I'm not even disagreeing with you, I just have a family to feed lol
Far-Low-4705@reddit
sure, i just prefer to get more work done rather than less.
that is just my preference, but do whatever you want to do
KURD_1_STAN@reddit
True, i like to use free claude more than free gpt, but we not talking about such models, 27b or 397b both are gonna make mistakes even for simple things
ForsookComparison@reddit
Compared to Opus and Sonnet? Yes definitely
Compared to Qwen3-Next/Coder? It's way more self-sufficient on its own without hand holding
asfbrz96@reddit
Gemma 31b pretty solid
stormy1one@reddit
Serious question - what are you using it for? What has been your experience in comparison to Qwen models? I never had much luck with any Google models - they work great with small snippets, but trip over themselves with larger code bases
asfbrz96@reddit
I'm using it as my coding agent, like I have GPT-5.4 as an orchestrator that sends tasks to my local models. What I notice is that when GPT-3.5 always breaks tool calls and just stops mid-process.
AvocadoArray@reddit
27b is better in almost every way. The biggest difference is how thorough it is when writing plans/specs and thinking through edge-cases. It remembers details over long contexts where Q3CN and even 3.5 122b fall short, and it can actually get itself out of failure loops in most cases.
That makes it perfect for planning and executing long ralph loops. I let one run the other night to build a TUI interface to replace one of my bash CLI tools. It ran for over an hour before it finally finished, and it implemented the feature perfectly. The only downside is that it took the instructions on writing extensive unit tests too seriously and ended up writing 300+ tests for silly failure modes like verify that calling docker ps fails if docker is not installed.

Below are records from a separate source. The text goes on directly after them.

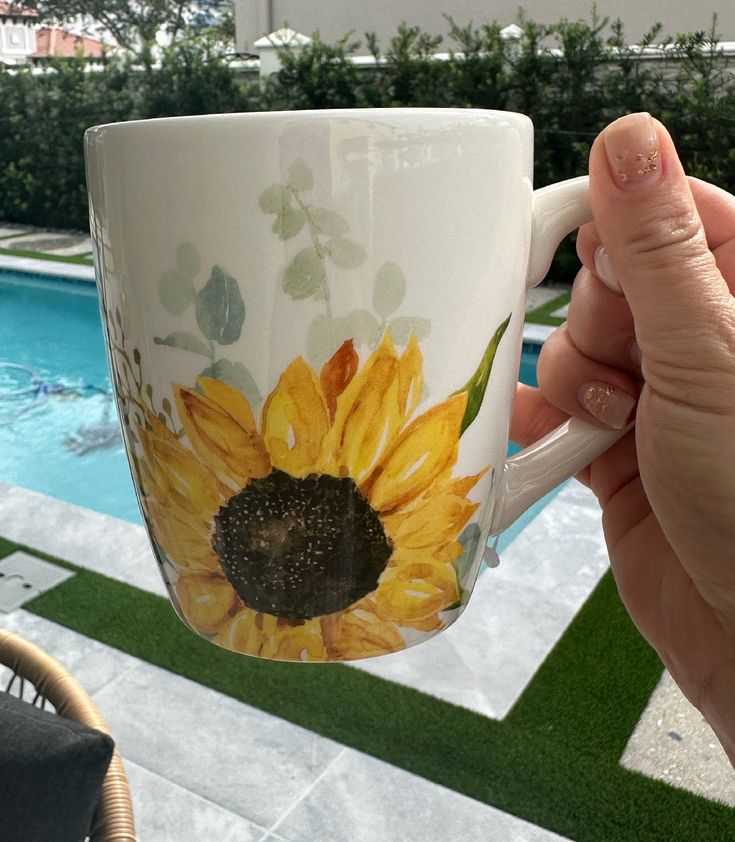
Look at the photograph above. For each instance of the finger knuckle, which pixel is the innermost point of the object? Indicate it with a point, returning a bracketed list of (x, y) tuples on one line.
[(673, 236)]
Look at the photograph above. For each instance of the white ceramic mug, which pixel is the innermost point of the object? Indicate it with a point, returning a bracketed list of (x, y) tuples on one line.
[(314, 323)]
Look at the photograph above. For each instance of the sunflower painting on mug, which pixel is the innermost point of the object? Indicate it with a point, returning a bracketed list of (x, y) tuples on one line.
[(324, 532), (333, 527)]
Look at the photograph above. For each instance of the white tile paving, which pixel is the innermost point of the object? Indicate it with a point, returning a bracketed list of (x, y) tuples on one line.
[(672, 742), (236, 756), (166, 812), (47, 267), (115, 547), (94, 664), (50, 242), (361, 799)]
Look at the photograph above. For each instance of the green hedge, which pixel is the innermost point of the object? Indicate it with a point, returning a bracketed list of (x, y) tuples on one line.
[(570, 95)]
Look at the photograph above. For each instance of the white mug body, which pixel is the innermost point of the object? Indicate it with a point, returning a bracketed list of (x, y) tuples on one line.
[(314, 324)]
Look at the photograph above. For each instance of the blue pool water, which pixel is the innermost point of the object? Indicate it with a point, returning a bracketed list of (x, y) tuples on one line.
[(50, 333), (53, 328)]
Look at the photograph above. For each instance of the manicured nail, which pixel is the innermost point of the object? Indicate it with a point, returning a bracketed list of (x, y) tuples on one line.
[(634, 352), (606, 403), (633, 151), (604, 270)]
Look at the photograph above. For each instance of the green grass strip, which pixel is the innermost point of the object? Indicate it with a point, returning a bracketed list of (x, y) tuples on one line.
[(81, 260), (542, 315), (553, 761)]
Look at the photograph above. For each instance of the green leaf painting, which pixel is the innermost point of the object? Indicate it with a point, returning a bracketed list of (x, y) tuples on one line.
[(477, 384), (469, 539), (305, 274), (220, 310), (402, 327), (188, 260), (345, 253), (184, 340), (176, 291), (236, 375), (389, 290), (289, 222)]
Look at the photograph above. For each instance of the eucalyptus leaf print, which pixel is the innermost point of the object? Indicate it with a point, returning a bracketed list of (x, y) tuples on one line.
[(323, 244), (235, 374), (220, 310), (389, 289), (176, 291), (305, 275)]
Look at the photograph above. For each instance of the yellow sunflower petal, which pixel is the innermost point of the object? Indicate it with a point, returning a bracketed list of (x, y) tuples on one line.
[(410, 377), (369, 413), (176, 470), (295, 421), (418, 456), (206, 601), (360, 634), (253, 633), (231, 400), (438, 520), (416, 592), (185, 541), (303, 642), (243, 633), (228, 443), (442, 553), (336, 374)]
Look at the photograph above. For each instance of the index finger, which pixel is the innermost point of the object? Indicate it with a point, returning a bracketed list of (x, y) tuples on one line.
[(716, 209)]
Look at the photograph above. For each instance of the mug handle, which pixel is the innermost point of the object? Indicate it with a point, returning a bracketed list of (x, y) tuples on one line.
[(524, 478)]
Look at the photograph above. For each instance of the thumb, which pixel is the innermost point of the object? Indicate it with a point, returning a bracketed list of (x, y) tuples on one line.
[(656, 246)]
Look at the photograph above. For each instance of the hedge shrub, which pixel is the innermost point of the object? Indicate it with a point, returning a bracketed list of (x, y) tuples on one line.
[(570, 93)]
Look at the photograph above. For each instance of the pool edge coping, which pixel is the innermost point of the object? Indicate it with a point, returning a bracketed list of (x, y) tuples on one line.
[(55, 269)]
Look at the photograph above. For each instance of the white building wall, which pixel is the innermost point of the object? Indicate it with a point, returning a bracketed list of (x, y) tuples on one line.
[(17, 41), (334, 18)]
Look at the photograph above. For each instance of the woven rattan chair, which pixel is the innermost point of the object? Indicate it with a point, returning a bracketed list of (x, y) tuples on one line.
[(113, 818)]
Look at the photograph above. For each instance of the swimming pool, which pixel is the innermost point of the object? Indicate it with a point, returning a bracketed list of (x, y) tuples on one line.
[(58, 426)]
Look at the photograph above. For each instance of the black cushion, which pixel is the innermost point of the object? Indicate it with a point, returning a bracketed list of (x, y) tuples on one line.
[(51, 771)]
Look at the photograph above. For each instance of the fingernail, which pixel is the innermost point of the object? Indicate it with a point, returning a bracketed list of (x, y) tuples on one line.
[(634, 352), (633, 151), (606, 403), (604, 270)]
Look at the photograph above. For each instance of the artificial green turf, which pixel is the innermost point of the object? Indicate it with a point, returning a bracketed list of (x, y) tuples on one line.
[(542, 315), (81, 260), (553, 761)]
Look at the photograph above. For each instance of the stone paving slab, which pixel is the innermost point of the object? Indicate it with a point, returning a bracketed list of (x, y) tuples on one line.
[(672, 742), (48, 242), (35, 266), (362, 799), (103, 543), (166, 812)]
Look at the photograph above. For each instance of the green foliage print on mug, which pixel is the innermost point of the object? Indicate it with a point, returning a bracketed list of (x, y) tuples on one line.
[(220, 312), (306, 275)]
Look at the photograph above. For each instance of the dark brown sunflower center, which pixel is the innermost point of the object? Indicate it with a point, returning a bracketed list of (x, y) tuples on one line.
[(300, 548)]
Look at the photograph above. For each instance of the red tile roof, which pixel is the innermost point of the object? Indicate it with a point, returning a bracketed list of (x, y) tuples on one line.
[(13, 10), (51, 41)]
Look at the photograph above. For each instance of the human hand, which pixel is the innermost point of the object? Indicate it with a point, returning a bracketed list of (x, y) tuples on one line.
[(660, 328)]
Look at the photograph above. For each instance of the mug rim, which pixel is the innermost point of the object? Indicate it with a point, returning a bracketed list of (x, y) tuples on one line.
[(464, 115)]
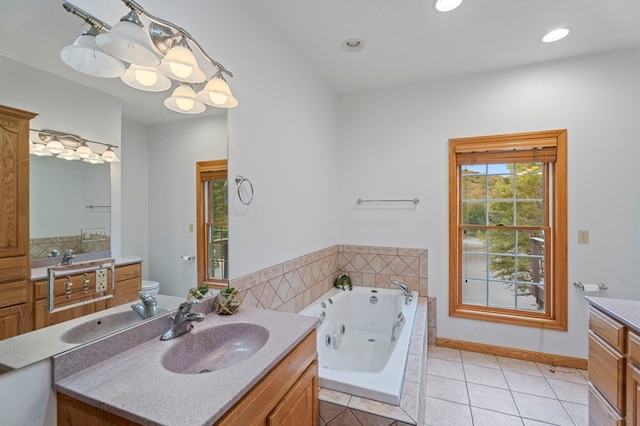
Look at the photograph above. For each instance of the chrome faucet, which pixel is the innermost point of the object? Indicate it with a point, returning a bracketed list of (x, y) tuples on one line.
[(67, 258), (149, 306), (182, 321), (408, 294)]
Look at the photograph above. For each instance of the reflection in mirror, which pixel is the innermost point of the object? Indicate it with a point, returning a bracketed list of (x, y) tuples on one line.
[(150, 193), (70, 207), (212, 216)]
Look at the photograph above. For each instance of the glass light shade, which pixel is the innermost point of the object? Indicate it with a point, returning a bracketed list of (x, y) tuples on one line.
[(555, 35), (145, 78), (129, 42), (85, 56), (447, 5), (94, 159), (181, 65), (109, 156), (183, 100), (54, 146), (38, 149), (231, 102), (68, 154), (84, 151), (218, 94)]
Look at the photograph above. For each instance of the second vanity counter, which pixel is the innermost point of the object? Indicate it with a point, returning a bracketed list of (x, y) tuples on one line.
[(123, 373)]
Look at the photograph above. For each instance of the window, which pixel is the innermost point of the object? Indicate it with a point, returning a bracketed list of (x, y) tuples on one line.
[(508, 229), (212, 219)]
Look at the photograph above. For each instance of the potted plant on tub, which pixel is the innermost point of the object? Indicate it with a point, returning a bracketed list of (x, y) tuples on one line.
[(226, 301)]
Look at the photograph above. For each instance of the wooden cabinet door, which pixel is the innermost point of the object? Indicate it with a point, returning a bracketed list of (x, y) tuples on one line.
[(633, 395), (300, 405), (13, 321), (14, 182)]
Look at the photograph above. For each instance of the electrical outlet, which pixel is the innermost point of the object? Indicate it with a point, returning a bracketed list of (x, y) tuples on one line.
[(101, 280), (583, 237)]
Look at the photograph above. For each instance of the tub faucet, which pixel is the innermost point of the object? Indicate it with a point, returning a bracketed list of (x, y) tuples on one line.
[(182, 320), (67, 258), (149, 306), (408, 294)]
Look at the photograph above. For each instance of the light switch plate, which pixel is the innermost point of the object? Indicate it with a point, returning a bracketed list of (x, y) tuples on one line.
[(101, 280), (583, 236)]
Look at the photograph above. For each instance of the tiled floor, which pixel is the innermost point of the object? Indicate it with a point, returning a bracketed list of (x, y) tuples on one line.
[(471, 389)]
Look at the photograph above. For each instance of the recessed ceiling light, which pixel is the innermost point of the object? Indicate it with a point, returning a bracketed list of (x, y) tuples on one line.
[(353, 45), (446, 5), (555, 35)]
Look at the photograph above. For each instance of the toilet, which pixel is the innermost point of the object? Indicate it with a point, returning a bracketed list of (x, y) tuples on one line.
[(151, 287)]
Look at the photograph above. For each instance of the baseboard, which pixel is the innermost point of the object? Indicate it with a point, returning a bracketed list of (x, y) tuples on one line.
[(551, 359)]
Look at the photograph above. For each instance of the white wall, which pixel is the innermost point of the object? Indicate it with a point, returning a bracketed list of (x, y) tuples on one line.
[(393, 144), (174, 150), (135, 192), (282, 136)]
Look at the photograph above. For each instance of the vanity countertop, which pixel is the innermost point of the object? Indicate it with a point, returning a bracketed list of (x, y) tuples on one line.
[(41, 273), (133, 383), (625, 311), (26, 349)]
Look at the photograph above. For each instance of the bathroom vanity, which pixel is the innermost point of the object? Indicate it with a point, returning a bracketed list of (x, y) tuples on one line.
[(128, 378), (128, 282), (614, 362)]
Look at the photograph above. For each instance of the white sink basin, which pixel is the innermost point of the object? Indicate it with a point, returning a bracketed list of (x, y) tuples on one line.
[(215, 348)]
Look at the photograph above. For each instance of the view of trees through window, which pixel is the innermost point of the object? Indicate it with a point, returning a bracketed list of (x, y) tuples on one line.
[(504, 227), (217, 229)]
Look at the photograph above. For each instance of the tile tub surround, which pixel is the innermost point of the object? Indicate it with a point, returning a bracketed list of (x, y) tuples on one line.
[(116, 373), (293, 285), (341, 409)]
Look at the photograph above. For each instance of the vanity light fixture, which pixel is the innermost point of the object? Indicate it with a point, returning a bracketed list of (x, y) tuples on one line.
[(156, 58), (217, 93), (446, 5), (180, 64), (85, 56), (70, 147), (148, 79), (184, 100), (555, 35)]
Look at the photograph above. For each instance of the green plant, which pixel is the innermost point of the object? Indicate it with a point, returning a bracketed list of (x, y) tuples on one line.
[(343, 280)]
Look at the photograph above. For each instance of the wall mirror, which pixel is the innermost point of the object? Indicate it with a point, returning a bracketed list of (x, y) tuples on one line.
[(68, 197), (69, 206)]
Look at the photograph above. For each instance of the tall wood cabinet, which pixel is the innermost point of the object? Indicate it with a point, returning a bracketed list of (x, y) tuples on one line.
[(15, 315)]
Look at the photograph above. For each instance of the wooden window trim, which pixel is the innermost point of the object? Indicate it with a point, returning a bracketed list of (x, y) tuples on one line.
[(556, 315), (205, 171)]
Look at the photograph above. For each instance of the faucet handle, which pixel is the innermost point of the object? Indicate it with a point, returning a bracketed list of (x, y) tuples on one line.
[(185, 307)]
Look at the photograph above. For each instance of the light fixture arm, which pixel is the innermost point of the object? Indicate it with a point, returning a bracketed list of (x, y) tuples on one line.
[(181, 32), (63, 135), (86, 17)]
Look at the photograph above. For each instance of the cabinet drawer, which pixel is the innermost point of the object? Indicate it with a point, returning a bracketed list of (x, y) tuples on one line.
[(128, 272), (600, 412), (633, 346), (608, 329), (13, 293), (126, 291), (606, 371)]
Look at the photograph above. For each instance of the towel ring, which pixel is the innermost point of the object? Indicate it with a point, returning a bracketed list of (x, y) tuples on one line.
[(239, 181)]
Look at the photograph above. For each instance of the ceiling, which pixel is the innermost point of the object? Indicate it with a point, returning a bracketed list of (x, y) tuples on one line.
[(407, 41)]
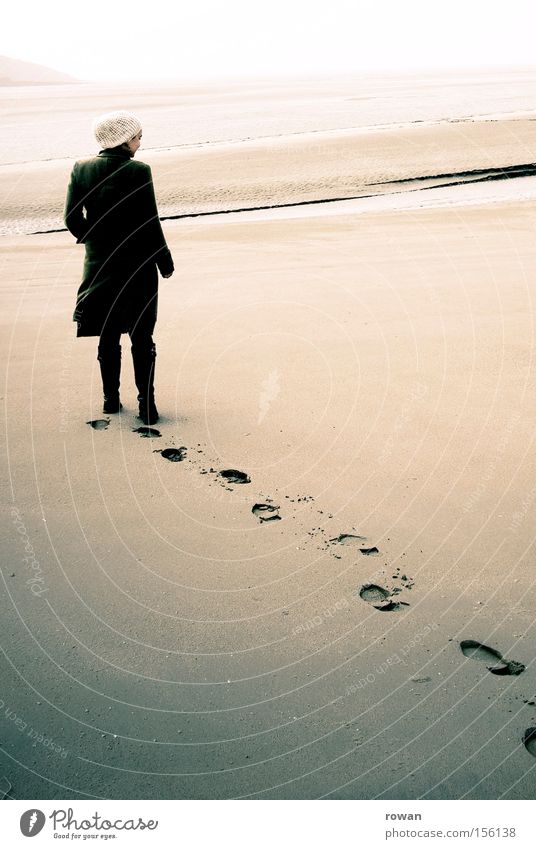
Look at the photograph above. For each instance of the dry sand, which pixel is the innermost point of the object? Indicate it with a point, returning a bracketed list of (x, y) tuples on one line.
[(373, 373)]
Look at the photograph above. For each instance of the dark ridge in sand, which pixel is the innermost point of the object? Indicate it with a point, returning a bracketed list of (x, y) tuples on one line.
[(99, 424), (174, 455), (266, 512), (477, 175)]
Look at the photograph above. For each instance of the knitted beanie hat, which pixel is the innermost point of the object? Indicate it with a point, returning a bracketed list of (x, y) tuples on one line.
[(114, 128)]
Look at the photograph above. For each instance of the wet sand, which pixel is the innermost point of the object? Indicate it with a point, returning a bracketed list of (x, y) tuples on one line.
[(373, 375)]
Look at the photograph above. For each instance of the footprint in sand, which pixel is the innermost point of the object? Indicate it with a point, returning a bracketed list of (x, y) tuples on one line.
[(174, 455), (493, 659), (529, 741), (380, 598), (234, 476), (266, 512), (99, 424), (147, 432)]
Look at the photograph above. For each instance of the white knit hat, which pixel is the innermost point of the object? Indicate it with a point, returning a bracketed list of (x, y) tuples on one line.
[(114, 128)]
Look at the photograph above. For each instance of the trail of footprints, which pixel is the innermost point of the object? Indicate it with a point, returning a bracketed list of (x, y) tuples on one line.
[(381, 598)]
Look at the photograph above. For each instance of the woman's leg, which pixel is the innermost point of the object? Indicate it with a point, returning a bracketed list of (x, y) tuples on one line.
[(109, 357), (143, 358)]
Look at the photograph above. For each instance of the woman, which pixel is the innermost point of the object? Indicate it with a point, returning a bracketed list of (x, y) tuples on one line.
[(111, 209)]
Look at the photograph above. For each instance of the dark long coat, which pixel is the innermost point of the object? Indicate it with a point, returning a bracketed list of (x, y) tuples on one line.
[(111, 209)]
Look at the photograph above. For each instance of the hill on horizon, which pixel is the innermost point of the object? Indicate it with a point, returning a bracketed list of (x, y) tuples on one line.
[(17, 72)]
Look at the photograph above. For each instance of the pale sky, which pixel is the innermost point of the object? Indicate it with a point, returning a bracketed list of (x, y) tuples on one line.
[(154, 39)]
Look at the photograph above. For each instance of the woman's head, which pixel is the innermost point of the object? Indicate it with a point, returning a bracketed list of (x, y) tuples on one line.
[(116, 129)]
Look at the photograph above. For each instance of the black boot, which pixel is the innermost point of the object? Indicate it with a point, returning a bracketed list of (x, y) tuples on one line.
[(110, 365), (144, 363)]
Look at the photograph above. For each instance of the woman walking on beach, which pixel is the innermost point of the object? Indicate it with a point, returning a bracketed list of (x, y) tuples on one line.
[(111, 209)]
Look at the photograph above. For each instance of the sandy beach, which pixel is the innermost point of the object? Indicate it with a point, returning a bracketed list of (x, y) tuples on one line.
[(368, 364)]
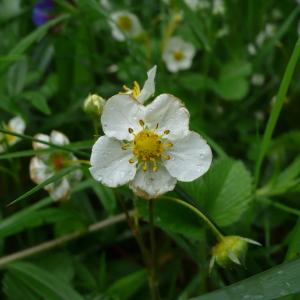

The larger MoE models are sometimes better when working with a less popular language or framework, but I prefer 27b with tooling that allows it to search the web, check reference docs, or look at the library's source to get the info it needs.
dyslexic_jedi@reddit
I still prefer the Qwen3 Coder 80b at Q8. I think it beats other local models at coding.
RedParaglider@reddit
Better than 122b and faster.
Voxandr@reddit
Still a better coder than 122b.
PromptInjection_@reddit
Yeah, the 122B might struggle here and there. Well, what I find practical is precisely its visual capability. With Qwen 3 Coder, you can't just say, "Look at this design and make something similar for me."